MemeMQA: Multimodal Question Answering for Memes via Rationale-Based Inferencing
This work addresses the need for better interpretation of memes in multimodal communication, though it is incremental as it builds on existing research in harm detection and semantic labeling.
The authors tackled the problem of multimodal question answering for memes by introducing MemeMQA, a framework that improves answer prediction accuracy by ~18% over baselines and provides coherent explanations.

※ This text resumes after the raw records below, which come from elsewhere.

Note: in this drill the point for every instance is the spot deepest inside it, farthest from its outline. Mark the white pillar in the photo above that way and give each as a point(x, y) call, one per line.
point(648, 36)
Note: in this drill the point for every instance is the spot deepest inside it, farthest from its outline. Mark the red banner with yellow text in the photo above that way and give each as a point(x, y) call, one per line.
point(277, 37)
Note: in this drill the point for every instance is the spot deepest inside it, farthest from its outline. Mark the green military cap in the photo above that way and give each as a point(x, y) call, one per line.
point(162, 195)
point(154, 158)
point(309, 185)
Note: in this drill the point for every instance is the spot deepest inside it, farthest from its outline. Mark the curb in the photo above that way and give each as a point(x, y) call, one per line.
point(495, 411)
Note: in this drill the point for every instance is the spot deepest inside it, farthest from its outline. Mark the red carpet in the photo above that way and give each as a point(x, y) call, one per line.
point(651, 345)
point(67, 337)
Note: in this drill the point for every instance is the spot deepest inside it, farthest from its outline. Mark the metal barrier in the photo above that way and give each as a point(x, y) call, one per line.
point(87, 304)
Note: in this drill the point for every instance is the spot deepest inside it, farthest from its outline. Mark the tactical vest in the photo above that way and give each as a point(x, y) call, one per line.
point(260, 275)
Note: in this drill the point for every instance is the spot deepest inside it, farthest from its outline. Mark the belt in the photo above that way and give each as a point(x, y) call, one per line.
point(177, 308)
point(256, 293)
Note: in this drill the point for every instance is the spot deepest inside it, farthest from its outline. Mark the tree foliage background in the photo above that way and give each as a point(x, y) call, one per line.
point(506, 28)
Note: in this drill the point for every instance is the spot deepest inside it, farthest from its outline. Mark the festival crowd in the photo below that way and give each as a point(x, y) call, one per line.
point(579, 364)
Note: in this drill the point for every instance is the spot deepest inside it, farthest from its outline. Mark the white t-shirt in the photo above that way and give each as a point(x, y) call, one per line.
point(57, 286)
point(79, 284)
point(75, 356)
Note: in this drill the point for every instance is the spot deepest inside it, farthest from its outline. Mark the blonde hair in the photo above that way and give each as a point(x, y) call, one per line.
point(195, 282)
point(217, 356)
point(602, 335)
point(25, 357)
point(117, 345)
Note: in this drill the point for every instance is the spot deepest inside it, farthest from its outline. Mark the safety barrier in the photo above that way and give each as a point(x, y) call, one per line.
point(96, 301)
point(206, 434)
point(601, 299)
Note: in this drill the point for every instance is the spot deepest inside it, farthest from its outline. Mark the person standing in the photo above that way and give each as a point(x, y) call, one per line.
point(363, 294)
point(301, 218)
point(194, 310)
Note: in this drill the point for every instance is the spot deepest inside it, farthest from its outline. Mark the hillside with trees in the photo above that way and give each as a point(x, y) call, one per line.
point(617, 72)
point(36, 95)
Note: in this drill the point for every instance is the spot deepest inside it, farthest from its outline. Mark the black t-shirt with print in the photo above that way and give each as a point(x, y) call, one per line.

Memes have evolved as a prevalent medium for diverse communication, ranging from humour to propaganda. With the rising popularity of image-focused content, there is a growing need to explore its potential harm from different aspects. Previous studies have analyzed memes in closed settings - detecting harm, applying semantic labels, and offering natural language explanations. To extend this research, we introduce MemeMQA, a multimodal question-answering framework aiming to solicit accurate responses to structured questions while providing coherent explanations. We curate MemeMQACorpus, a new dataset featuring 1,880 questions related to 1,122 memes with corresponding answer-explanation pairs. We further propose ARSENAL, a novel two-stage multimodal framework that leverages the reasoning capabilities of LLMs to address MemeMQA. We benchmark MemeMQA using competitive baselines and demonstrate its superiority - ~18% enhanced answer prediction accuracy and distinct text generation lead across various metrics measuring lexical and semantic alignment over the best baseline. We analyze ARSENAL's robustness through diversification of question-set, confounder-based evaluation regarding MemeMQA's generalizability, and modality-specific assessment, enhancing our understanding of meme interpretation in the multimodal communication landscape.